Anyway, fast forward to this month’s informal “Raspberry Pi, Arduino and Friends” get together at Splatspace (Durham Hackerspace: the ideal place to send your smile dollars by visiting their donation page and clicking on the donate or Amazon Smile graphics). I had brought back some Raspberry Pi project books from England and thought I’d introduce the group to the notion of an “IBeacon”. I fumbled through this because I hadn’t read the article or tried it out on a Raspberry Pi before I got there and we started the whole thing too late to really do anything.
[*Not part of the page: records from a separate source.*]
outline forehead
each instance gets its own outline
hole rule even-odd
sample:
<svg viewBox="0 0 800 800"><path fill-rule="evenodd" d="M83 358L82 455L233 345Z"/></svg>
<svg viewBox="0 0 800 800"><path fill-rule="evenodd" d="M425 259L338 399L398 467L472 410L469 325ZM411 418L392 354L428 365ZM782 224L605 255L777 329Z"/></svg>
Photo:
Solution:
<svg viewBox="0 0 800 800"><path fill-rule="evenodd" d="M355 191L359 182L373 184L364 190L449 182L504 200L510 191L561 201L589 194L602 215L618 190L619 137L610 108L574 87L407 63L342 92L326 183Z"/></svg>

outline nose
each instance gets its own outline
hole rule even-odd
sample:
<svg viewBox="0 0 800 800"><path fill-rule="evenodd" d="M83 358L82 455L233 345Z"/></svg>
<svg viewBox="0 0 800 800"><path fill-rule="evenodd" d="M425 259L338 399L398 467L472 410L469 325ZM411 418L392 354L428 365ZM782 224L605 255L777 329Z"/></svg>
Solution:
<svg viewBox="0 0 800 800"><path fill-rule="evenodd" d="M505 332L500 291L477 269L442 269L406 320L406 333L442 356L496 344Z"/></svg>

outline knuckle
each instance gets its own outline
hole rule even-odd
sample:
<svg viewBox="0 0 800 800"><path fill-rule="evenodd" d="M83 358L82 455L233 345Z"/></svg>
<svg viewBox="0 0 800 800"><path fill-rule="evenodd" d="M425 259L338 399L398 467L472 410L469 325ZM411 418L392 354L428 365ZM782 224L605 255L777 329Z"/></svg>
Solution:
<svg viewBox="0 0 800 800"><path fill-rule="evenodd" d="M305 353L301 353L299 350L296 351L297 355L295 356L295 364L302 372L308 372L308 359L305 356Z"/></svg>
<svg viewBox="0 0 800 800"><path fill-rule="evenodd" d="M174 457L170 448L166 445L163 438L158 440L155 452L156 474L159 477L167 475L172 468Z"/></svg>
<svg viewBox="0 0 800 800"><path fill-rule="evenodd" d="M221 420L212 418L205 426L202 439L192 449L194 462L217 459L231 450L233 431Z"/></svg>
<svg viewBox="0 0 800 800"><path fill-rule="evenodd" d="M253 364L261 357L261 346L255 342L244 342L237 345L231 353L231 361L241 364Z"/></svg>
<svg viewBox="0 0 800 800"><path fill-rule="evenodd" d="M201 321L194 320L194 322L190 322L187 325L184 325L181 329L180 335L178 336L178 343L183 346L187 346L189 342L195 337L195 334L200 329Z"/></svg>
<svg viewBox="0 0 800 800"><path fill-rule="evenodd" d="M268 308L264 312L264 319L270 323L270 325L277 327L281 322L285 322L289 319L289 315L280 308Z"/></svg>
But IBeacons are designed to be app-centric, which is only mildly annoying, but app-per-beacon-type, which severely annoys me, and cloud-centric, which begins to impact my religious beliefs (not really, but I mean my deepest seated bias about giving control of important resources to commercial interests with very fuzzy specifications but very very detailed EULAs focused on their needs, not ours).
More interesting for my shop is the notion of all my little bar codes, QR codes, RFIDs and active wireless gizmos constituting my local corner of a physical web. In my corner the information is entirely under my control, about 99.8{13079d06258ef9010cea88dee32f3cdfc6f216a54651010f7303ce6140ee927c} of the information relating to this corner resides here, not in the cloud, it’s simple enough that I can understand it, and it belongs to me with no strings attached (realizing that my datasheets are copyrighted, etc).
In coming months I expect to learn just enough about making apps for Android that I can make appliances for my phone (and a tablet) to coordinate qr-code recognition, Eddystone-URL beacons and the like. Also on the list is to combine the cameras with enough machine vision to be able to aim safely dim laser pointers at parts of my shop as I struggle with the perennial question: Where did I put those ___?